Does it, how? Why would it be the vector store that would make it easier for them to censor the content? Why not censor the documents in S3 directly, or the entries in the relational database. What is different about censoring those vs a vector store?

j45|5 months ago

Also, if it's not encrypted, I'm not sure if AWS or others "synthesize" customer data by a cursory scrubbing of so called client identifying information, and then try to optimize and model for those scenarios at scale.

I do feel more and more some information in the corpus of AI models was done this way.
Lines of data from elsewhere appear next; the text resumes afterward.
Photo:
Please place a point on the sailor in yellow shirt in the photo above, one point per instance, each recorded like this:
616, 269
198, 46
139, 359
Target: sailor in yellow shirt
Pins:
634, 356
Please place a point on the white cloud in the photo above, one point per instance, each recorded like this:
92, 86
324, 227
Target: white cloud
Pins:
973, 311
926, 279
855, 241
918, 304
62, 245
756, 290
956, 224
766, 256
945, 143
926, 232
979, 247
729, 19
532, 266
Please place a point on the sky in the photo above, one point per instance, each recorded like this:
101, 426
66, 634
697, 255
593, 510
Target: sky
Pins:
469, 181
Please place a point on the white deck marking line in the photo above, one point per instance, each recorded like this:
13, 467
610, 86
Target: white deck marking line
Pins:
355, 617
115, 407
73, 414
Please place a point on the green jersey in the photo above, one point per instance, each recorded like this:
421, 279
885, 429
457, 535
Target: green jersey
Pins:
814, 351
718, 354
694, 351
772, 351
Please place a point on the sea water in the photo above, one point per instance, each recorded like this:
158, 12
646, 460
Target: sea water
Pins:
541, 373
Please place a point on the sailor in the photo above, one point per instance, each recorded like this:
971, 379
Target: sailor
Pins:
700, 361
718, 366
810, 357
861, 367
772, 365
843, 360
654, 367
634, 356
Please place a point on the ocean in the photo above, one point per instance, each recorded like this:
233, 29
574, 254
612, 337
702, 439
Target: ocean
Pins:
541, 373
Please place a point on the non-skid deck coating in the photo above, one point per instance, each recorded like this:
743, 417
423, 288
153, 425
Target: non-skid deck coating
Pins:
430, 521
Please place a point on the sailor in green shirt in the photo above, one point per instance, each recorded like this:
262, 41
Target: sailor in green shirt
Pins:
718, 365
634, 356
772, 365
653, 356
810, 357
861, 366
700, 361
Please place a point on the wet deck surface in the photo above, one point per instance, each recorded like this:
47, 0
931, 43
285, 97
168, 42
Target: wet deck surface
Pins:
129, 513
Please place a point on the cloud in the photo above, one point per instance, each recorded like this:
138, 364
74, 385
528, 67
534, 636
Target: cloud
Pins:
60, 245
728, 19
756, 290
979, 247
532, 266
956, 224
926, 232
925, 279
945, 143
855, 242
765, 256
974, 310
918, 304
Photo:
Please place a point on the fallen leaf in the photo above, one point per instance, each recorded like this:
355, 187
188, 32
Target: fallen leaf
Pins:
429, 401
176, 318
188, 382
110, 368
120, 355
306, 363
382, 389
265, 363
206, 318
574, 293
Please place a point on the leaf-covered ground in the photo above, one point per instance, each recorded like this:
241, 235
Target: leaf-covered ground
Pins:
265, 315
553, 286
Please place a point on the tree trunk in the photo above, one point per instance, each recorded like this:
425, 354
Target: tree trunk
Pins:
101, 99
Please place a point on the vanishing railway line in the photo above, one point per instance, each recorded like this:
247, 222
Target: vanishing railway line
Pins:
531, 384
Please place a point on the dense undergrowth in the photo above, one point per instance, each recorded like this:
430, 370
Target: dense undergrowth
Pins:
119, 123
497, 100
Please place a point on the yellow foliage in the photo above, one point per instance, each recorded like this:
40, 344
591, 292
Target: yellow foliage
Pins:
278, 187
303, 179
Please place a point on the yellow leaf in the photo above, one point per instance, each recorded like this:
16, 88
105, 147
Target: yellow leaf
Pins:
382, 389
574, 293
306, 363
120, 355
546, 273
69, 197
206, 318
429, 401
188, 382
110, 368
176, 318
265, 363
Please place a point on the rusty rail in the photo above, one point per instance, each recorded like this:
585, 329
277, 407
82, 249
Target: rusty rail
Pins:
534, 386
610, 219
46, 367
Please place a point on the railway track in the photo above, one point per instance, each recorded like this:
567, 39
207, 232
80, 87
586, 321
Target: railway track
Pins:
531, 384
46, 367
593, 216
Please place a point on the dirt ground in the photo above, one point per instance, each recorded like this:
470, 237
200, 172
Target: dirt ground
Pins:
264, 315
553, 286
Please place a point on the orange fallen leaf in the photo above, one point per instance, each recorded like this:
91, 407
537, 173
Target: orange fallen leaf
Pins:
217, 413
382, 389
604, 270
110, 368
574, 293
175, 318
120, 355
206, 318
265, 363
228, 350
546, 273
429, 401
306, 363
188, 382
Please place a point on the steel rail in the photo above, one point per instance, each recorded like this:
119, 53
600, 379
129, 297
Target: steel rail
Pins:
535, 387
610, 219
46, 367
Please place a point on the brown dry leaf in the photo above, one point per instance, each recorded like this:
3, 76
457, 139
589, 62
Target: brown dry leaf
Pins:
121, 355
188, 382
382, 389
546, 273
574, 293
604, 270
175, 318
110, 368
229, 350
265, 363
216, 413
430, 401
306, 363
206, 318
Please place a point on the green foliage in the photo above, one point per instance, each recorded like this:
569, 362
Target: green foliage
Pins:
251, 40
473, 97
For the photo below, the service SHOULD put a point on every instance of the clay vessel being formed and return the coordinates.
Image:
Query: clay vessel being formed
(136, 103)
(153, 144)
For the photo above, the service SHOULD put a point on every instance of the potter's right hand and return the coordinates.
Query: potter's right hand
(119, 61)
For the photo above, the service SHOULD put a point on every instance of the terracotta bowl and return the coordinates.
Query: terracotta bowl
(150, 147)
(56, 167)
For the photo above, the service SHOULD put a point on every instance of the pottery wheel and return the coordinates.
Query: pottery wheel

A client's name and private identifiable information might not be in the model, but some patterns of how to do things sure seem to come up from such sources.

vincirufus|5 months ago

This could be game changing

giveita|5 months ago

Betteridge can answer No to two questions at once!

Fendy|5 months ago

what do you think?

sharemywin|5 months ago

it's annoying to me that there's not a doc store with vectors. seems like the vector dbs just store the vectors I think.